AGENDA CULTURAL

23.5.17

As cruzes das ruas de nossas cidades

Trânsito mata 44 pessoas na região de Araçatuba em quatro meses


Hélio Consolaro*

TEXTO DE JORNAL: a região de Araçatuba acumula 44 mortes por acidentes de trânsito nos primeiros quatro meses deste ano, de acordo com dados divulgados pelo Infosiga-SP, banco de dados que reúne informações de acidentes de trânsito de diversas fontes. Apesar de 11 pessoas terem perdido a vida em média por mês nos 43 municípios da região, o número é 15% menor do que o registrado no mesmo período do ano passado, segundo o levantamento. De janeiro a abril de 2016, a região registrou 52 mortes no trânsito. 

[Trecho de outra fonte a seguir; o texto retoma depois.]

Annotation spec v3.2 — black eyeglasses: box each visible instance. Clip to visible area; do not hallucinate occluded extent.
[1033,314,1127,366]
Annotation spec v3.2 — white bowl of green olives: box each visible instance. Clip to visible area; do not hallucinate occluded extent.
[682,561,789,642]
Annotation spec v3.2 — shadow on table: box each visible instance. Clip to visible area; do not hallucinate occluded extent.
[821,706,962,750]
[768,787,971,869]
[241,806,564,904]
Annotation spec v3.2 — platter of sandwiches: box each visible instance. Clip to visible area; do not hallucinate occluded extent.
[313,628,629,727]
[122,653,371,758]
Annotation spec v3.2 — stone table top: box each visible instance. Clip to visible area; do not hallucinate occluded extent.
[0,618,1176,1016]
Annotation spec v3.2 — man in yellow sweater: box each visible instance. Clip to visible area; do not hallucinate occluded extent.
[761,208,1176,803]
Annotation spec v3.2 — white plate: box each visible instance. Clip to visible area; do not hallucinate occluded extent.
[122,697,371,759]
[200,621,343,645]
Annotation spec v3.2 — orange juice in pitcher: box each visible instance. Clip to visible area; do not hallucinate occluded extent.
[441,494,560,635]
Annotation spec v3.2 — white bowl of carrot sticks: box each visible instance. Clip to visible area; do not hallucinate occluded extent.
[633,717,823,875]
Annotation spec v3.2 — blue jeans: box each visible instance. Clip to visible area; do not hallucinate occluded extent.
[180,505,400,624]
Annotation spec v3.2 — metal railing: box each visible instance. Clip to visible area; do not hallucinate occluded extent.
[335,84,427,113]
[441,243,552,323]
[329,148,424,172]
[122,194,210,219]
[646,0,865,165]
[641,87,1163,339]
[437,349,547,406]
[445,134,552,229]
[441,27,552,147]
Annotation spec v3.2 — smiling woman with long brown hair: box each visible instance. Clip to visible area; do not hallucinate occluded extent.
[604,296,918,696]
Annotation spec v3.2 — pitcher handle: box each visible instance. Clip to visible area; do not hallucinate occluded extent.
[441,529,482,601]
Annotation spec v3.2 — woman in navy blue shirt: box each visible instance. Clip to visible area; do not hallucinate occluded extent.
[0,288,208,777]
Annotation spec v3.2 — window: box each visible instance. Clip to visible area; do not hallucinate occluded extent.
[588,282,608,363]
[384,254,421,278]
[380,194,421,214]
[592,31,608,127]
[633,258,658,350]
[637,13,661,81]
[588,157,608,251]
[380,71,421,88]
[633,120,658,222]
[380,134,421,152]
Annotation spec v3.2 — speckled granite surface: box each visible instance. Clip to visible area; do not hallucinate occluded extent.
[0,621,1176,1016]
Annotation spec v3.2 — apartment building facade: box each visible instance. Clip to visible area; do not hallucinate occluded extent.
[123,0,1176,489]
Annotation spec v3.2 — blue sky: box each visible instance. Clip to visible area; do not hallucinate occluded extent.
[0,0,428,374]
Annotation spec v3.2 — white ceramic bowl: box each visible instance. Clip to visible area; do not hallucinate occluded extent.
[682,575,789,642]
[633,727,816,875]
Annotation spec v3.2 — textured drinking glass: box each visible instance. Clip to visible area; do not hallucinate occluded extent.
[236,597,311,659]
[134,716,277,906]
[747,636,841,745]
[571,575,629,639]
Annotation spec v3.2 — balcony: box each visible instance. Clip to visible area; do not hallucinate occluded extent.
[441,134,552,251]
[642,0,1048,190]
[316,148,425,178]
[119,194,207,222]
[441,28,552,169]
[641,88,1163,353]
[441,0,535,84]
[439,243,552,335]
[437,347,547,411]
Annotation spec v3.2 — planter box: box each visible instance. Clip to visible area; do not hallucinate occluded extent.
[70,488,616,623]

Em Araçatuba, de acordo com o levantamento, a redução nos óbitos envolvendo o trânsito foi ainda maior, somando sete casos, contra 13 nos primeiros quatro meses do ano passado, ou seja, redução de 46%. Em consulta ao Infomapa, que mostra a localização dos acidentes de trânsito que causaram óbito em todas as cidades do Estado, estão os sete ocorridos em Araçatuba (Folha da Região, 23/05/2017).


TEXTO DE HÉLIO CONSOLARO: a rua é um lugar misterioso, cada uma com sua personalidade. Nenhum cronista pode ser assim chamado se não cantar em seus parágrafos as ruas de sua cidade. Aliás, conhecemos o prefeito dela pelo estado de conservação das ruas.

Temos uma grande tipologia de ruas em nossas cidades. Há ruas onde só mora gente grã-fina; ruas apertadas de conjunto habitacional “Minha Casa, Minha Vida”; becos onde só entram, ninguém passa por eles; ruas ameaçadoras para quem circula por elas a pé; avenidas amplas, onde os carros são ligeiros, ruas prostitutas.

A grã-finagem não gosta das ruas, porque a rua não tem dono, é pública, um espaço democrático, onde o bêbado anda com passos livres. Quando a população quer protestar, vai para as ruas. Não é como nos condomínios cujas ruas têm donos.

 “Menino de rua”, “morador de rua”, “pôr na rua”. Tudo que não presta, joga-se na rua, mas é por ela que se dá acessibilidade às nossas casas, o nosso lar, a privacidade. A rua prova fisicamente que não se chega ao individual sem passar pelo social.

João do Rio, cronista do começo do século 20 do Rio de Janeiro publicou um livro de crônicas chamado “Alma encantadora das ruas”. Ele escreveu que as ruas estão para o homem urbano como as estradas são do homem social.

Podemos dizer que as ruas de Araçatuba são traiçoeiras, em cada esquina uma motocicleta tombada, um motociclista caído, gemendo. Se em cada morte ocorrida por acidente em suas esquinas, enfiássemos uma cruz, como se fazia nas estradas antigamente, a cidade pareceria com um cemitério.

Motoristas bêbados, gente que compra um carro sem ter condições de tirar uma carta de habilitação, estes são os assaltantes das ruas de Araçatuba.

As mortes no trânsito, como todas as outras, não são apenas estatísticas, elas podem significar filhos sem pai ou mãe, mães e pais desesperados, crianças órfãs. A notícia de mortes no trânsito do jornal não é apenas um texto, trata-se de um obituário.

*Hélio Consolaro é professor, jornalista e escritor.